I bought my Taurus second hand two years ago and when test driving it noticed the steering wheel shook. The previous owners told me the ball joint, idler arm and tie rod needed to be replaced and so knocked a grand off the Blue Book value. $800 later and with new tires to boot she drove smooth as silk. Over the course of a year while breaking the steering wheel started to shake. At first just a little bit and much later quite a lot, especially at low speeds. I’m not completely without repair skills so I replaced the front break pads, which seemed to cure it for awhile, but then it started to shake again. I went to replace the break pads again and found something that quite surprised me. The pads are free to travel on both sides of the rotor but yet it was only the inside pad that was worn on for both wheels, and worn far more than it should have been. Deciding just to put the new pads on anyway, the problem was fixed for awhile, 6 months later here I am with the steering wheel shaking again and at a loss to explain why. WTF?

Details can be important on evaluating something like this. Under exactly what conditions does it vibrate?

Steering wheel wobble at low speeds is usually from an out-of-round tire.

Steering wheel wobble at high speeds is often from steering linkage play, such as a tie rod end.

Steering wheel wobble and vibration at 60-65 mph is typically from wheel imbalance.

Steering wheel wobble when braking is almost always from warped brake rotors.

Uneven pad wear such as you describe is usually from stiff or seized caliper guide pins.

Sounds like it’s time to take the car in for a real brake job. As **Gary T ** said, grossly uneven pad wear is not normal - I’ll bet just about anything that you didn’t clean and lube the caliper pins with high-temp brake grease.

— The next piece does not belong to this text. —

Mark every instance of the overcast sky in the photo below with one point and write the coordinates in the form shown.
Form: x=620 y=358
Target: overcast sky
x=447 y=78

You’re looking at needing new pads, new rotors, and possibly new calipers. It’s probably cheaper to buy new quality rebuilt calipers than to have the shop gobble up labor hours dinking around with cleaning and inspecting the parts.

If the calipers get replaced, you may as well have the brake fluid changed.

The outside of the rotors are rusting.

My wife’s Taurus did the exact same thing. The brake calipers are suppose to float on the mounting pins, your’s are not. I found the caliper mounting pins were bent preventing the calipers from traveling fully inboard and outboard. Install new caliper mounting pins, install them with a light layer of white grease and that should fix your problem. I would replace the pads and double check the rotors to make sure they are still within specs.

White grease can break down from the heat generated by braking operation. Much wiser to use a high-temperature grease, as gotpasswords suggested. I favor Sta-Lube Synthetic Brake Caliper Grease.